Fiona Apple, Tori Amos, Kate Bush, Amanda Palmer and even Paramore’s Hayley Williams have all carved out niches as individual, unique and sometimes eccentric female singer songwriters. What makes their stuff so compelling is their ability to meld a good tune with angular, edgy and quirky imagery. In each case their poetic narratives make their work three dimensional and invite the listener to take as much ownership as the singer is prepared to yield – and that always comes with a fair slice of blood, sweat and tears.
So it was from this perspective that I took on Plum Green’s first full length album Rushes. The daughter of a ‘Jazz singing Parisian showgirl and a saxo-phone playing Jewish intellectual” Green is quick to make her point of difference known and it’s clearly evident from the Gothic, edgy and provocative photography on her album cover and through her press releases. There’s also a definite ‘indie’ feel in her music, too, and she wears her influences well out on her sleeve. Opener ‘Let Me Go (Nymph-O)’ feels very much like a Hayley Williams cover, and the hook laden ‘Night Terrors’ could be a discard from Victoria Girling-Butcher (Lucid 3). ‘Winter Rain’ and later ‘Everlasting Sleep’ reminds me of my own personal favourite indie fairies, Julianna Hadfield (especially Hadfield’s track ‘President Garfield’). However, by track 5, ‘Currency’ we finally see the spark. This utterly magical little tune, with its simplistic guitar lines and understated choral harmonies reminds me of the early promises of Jewel’s first album: innocent, uncommercial and sincere.

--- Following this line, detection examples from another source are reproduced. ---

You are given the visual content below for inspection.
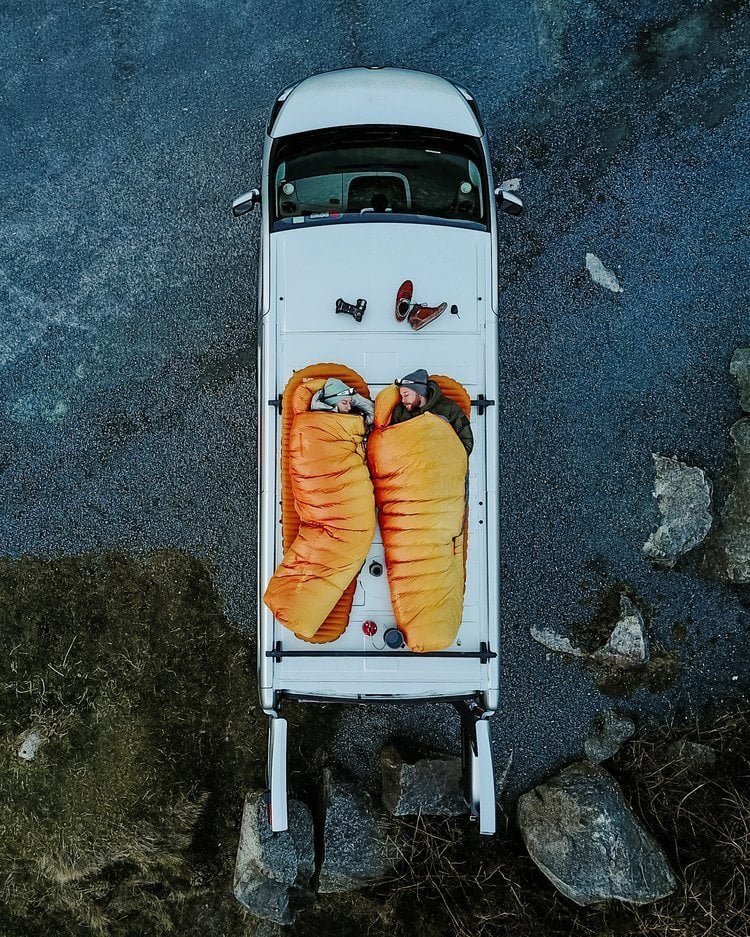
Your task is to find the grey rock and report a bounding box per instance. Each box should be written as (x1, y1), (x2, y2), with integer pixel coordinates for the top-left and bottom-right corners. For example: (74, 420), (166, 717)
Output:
(318, 770), (398, 893)
(729, 348), (750, 413)
(643, 453), (713, 567)
(592, 595), (649, 667)
(531, 625), (585, 657)
(234, 791), (315, 924)
(518, 762), (676, 905)
(380, 740), (468, 817)
(586, 254), (624, 293)
(17, 729), (47, 761)
(704, 417), (750, 583)
(234, 876), (296, 924)
(583, 709), (635, 762)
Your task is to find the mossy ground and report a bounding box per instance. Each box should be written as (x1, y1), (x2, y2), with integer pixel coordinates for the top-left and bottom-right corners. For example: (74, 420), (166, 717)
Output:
(289, 709), (750, 937)
(0, 552), (266, 937)
(0, 552), (750, 937)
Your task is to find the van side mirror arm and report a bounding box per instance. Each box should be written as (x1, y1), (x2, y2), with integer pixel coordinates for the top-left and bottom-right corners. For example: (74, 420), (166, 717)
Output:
(232, 189), (260, 218)
(495, 187), (523, 215)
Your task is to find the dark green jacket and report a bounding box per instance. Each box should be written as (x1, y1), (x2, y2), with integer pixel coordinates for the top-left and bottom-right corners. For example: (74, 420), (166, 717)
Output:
(391, 381), (474, 455)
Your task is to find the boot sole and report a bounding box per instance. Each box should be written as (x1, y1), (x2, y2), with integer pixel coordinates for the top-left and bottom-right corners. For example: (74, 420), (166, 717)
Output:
(409, 303), (448, 332)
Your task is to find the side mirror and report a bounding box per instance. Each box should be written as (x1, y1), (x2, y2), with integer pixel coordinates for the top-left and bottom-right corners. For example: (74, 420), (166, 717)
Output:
(495, 188), (523, 215)
(232, 189), (260, 218)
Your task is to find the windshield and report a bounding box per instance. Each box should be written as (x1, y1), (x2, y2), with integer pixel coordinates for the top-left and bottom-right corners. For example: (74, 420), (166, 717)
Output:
(270, 127), (487, 230)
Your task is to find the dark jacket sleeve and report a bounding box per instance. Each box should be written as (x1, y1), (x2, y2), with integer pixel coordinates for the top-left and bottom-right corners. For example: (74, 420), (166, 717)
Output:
(450, 403), (474, 455)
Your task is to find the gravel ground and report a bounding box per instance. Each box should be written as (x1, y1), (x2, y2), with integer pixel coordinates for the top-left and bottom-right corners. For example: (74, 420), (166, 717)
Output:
(0, 0), (750, 793)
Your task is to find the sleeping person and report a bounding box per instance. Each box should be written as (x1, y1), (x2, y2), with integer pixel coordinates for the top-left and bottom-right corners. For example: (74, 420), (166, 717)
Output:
(263, 378), (375, 640)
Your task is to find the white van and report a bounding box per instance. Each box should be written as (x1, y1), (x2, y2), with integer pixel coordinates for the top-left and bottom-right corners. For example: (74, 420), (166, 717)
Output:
(232, 68), (522, 834)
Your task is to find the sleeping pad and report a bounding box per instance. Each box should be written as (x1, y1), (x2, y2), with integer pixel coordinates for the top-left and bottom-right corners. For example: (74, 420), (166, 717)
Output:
(263, 365), (375, 641)
(367, 379), (468, 651)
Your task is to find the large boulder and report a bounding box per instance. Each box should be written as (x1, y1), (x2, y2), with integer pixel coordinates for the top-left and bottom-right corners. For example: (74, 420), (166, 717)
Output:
(234, 791), (315, 924)
(729, 348), (750, 413)
(318, 769), (398, 893)
(380, 740), (468, 817)
(704, 417), (750, 583)
(518, 762), (676, 905)
(643, 453), (713, 567)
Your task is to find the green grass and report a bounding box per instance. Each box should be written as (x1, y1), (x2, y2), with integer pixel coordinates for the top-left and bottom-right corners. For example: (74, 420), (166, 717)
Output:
(0, 552), (266, 937)
(0, 552), (750, 937)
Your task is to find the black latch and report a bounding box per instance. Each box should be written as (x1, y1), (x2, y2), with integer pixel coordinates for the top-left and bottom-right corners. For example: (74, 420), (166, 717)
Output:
(471, 394), (495, 416)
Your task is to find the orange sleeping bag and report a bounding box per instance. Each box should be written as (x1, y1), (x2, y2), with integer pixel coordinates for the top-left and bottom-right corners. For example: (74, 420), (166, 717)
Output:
(367, 377), (470, 651)
(263, 365), (375, 641)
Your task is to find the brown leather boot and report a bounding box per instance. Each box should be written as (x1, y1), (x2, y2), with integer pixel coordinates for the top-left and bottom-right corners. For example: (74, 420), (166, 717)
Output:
(409, 303), (448, 332)
(396, 280), (414, 322)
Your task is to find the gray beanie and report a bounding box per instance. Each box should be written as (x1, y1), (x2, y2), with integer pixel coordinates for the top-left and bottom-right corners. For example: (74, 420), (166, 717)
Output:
(321, 377), (356, 407)
(395, 368), (427, 397)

Again reading the publicity, I’m reminded Green wants to portray herself as a “mischievous, sweetheart story teller”. I’m not sure about that. If you compare her to say, Rod Stewart, at his early sol peak, then she has a way to go. However, as a confident and reflective young woman these early paens of love and betrayal, corruption and hope are all the universal themes of an singer in the early stages of her career. Subjects of self imposed mind bondage (‘Pure Sickness’), escapism, Medussa and sexual entrapment and self deprecation (“Little Black Pain”) are the stock standards of the gothic arts and well expected here. Alas such cliché’s wear thin a bit too quickly as the second half of the album wears on – as do Green’s nasal vocals, which shine in the more delicate moments, but so much when the crescendos come. And they come too often toward in the third quarter with ‘Little Black Pain” and ‘Baby Bird’ being almost facsimiles of each other and of many other mainstream vampire whine-alongs. But all is recovered with the finale: ‘Kyla’s Walking’ – another simple Kilcher-styled tune hanging together by the barest of understated medieval chords and a late run up with the band in the final moments. Rushes shows promise and I’m encouraged by Green’s potential. I’m not sure she’s found her own voice yet. But given time, she’ll be one to watch. Give her support, she deserves it.